Ailton Krenak conta que há muito vem sendo ridicularizado por abraçar e conversar com árvores, com os rios, por contemplar as montanhas, como sendo as raízes da experiência de vida do povo Krenak uma espécie de alienação. E nós? Mais do nunca, como invejamos o fluir do ar sem máscaras em meio à natureza agora!

O Dia do “Índio” nos alerta, enquanto aprendiz-pesquisadores, para perseguir de forma humilde, compromissada e cidadã, uma razão aberta que promova o diálogo e, especialmente, a escuta sensível do complexo, daquilo que se diz irracionalizável. O pensamento mitológico evolui, se desloca e se transforma e é o concreto vivido se infiltrando nas abstrações, as tornando vivas, nas palavras de Morin (1986). Não se trata de reintrodução de deuses ou espíritos, mas de espiritualizar e divinizar aquilo que vem de dentro. O conhecimento começa como nos alerta Eclea Bosi (2003), pela resistência à opinião, principalmente àquela que vem endossada pelo poder. Quando se ergue contra ela, o pensamento que diverge é tido como desordem. Por isso, foi sempre tão difícil aceitar, pela voz hegemônica, que o mundo é tecido por uma inexplicável polifonia de etnias, costumes, culturas, tradições e crenças.

Há um outro lugar para habitar além dessa terra dura?
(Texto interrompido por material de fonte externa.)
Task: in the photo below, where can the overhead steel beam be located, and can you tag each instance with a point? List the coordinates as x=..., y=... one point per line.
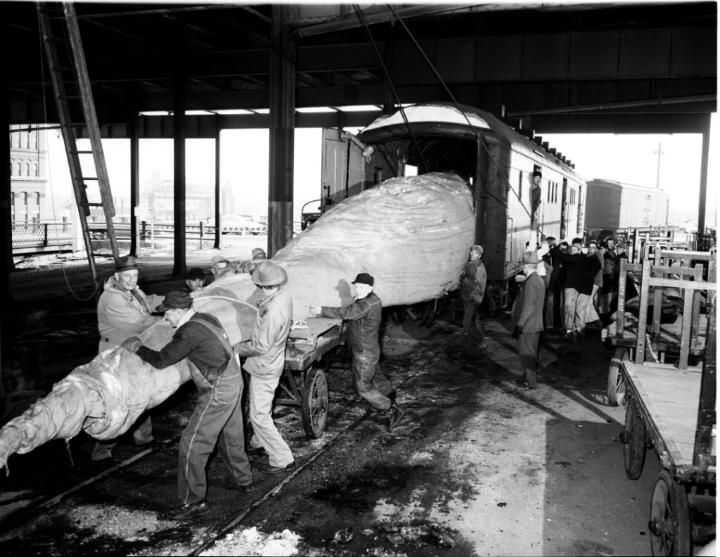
x=282, y=132
x=704, y=163
x=179, y=186
x=375, y=15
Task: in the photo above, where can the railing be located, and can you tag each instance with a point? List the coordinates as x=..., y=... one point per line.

O mundo dos sonhos, responderia Ailton Krenak (2019). Mas, o sonho como experiência transcendente na qual o casulo do humano implode se abrindo para outras visões da vida não limitada. Uma existência que se enriquece nas comunicações e práticas populares que auxiliam no reconhecimento de nosso próprio ser.

REFERÊNCIAS

BOSI, Eclea. Entre a opinião e o estereótipo. In:__O tempo vivo da memória. São Paulo: Ateliê Editorial, 2003. P.113-126.

KRENAK, Ailton. Ideias para adiar o fim do mundo. 1ª ed. – São Paulo; Companhia das Letras, 2019.

MORIN, Edgar. O método, vol.3. O conhecimento do conhecimento. Lisboa: Europa – América, 1986, p. 120-230.